I’m just trying to be friendly,” the dejected Latino-Korean muttered.
“I’m just bustin’ your chops, man,” Jim let on. “I’m not that serious.”
“You know,” Gregory mentioned to his host, “I’d meant to ask L’Da about transporting between the heavens, when we could do it, and so forth.”
“In due time,” Jim promised. “You know what’s weird? We’re free to move through the heavens, you know, once we petition, but people always seem to go back to where they feel the most comfortable. Each to his own, I guess. And you’re not a musician, right?”
Gregory shook his head. “Nope.”
Jim glanced at the clock on the wall. It was nearing 11AM. “I have to step out for a while,” he cautioned the detectives.
“So, do we,” the PI claimed. “Oh, by the way, would you have time today to take a polygraph test at the station?”
“I did one already,” Jim objected.
“Yeah, I know,” Gregory realized, adopting a tone as non-threatening as possible. “Disclosure testing, what you probably did, is usually the norm – denial of details, denial of culpability, denial of understanding and denial of effect, and there are lots of different tests, but I have a different approach. I kind of combine them.”
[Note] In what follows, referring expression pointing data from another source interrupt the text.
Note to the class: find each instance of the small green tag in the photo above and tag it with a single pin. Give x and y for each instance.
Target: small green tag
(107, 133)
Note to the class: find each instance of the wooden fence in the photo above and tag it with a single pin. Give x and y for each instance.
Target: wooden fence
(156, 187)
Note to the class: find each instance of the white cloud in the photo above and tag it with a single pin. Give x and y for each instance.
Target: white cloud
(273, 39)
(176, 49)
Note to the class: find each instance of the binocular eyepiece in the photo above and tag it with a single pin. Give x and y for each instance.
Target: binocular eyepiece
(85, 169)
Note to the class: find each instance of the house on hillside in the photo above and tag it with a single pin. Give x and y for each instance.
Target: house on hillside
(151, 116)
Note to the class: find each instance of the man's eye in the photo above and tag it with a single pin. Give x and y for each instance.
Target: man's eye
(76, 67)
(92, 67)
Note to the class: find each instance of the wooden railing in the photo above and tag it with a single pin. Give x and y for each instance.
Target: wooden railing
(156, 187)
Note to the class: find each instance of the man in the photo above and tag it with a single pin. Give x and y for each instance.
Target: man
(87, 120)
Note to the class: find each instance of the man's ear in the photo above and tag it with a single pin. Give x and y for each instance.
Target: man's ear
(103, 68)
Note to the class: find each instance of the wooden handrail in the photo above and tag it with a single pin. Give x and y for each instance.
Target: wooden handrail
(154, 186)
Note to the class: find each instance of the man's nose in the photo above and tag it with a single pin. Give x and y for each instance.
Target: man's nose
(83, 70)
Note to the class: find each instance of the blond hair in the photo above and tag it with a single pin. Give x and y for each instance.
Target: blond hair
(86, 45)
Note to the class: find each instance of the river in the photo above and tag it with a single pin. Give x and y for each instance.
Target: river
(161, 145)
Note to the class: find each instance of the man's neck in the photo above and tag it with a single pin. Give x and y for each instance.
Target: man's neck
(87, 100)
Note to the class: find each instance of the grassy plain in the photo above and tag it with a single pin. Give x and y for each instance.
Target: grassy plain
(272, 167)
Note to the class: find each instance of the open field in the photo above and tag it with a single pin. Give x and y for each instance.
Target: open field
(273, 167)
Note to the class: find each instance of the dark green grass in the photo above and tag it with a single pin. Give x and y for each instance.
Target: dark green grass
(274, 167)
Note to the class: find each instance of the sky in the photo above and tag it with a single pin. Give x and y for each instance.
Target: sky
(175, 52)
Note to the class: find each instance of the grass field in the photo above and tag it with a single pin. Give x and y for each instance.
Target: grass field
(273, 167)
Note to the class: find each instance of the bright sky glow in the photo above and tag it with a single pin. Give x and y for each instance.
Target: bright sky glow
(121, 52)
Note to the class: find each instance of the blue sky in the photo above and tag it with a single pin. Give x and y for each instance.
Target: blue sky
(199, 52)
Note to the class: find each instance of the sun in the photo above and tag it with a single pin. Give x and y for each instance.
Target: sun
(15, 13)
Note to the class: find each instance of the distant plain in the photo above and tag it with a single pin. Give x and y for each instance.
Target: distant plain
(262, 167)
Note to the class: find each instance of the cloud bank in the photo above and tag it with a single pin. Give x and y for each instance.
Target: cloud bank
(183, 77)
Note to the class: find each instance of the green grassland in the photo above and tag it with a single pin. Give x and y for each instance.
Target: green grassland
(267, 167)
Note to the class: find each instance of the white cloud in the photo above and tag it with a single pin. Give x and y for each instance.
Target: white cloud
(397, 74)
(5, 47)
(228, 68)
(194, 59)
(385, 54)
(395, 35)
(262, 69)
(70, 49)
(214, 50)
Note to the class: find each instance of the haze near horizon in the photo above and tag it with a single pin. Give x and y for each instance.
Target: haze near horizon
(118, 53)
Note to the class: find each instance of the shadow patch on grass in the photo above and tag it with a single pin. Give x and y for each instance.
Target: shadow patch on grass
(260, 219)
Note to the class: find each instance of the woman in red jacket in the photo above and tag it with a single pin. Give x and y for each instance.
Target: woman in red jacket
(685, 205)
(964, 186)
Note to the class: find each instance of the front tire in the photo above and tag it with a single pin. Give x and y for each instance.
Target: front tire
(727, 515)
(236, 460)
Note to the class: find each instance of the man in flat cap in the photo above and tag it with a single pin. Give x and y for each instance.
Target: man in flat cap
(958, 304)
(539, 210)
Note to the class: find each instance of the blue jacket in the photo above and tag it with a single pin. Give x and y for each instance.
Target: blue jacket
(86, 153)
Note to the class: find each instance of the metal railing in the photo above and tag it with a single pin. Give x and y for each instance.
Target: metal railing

“Geez, Louise,” the bearded singer moaned, “how long does that take?”
“Not long,” the elder PI assured him. “Maybe an hour or so.”
“Oy,” Jim shook his head. “You’re killing me.”
Gregory handed the book of poems back to its author. “So, I take that as a yes?”
“Yeah, yeah,” he assented. “What time do you want me over there?”
The PI squinted. “Try for 2PM.”
“3PM,” Jim suggested instead. “I don’t wanna rush up here from West Beach. Gonna take in a little skinny dipping while I have the chance.”
Gregory nodded, standing up. “3PM it is.”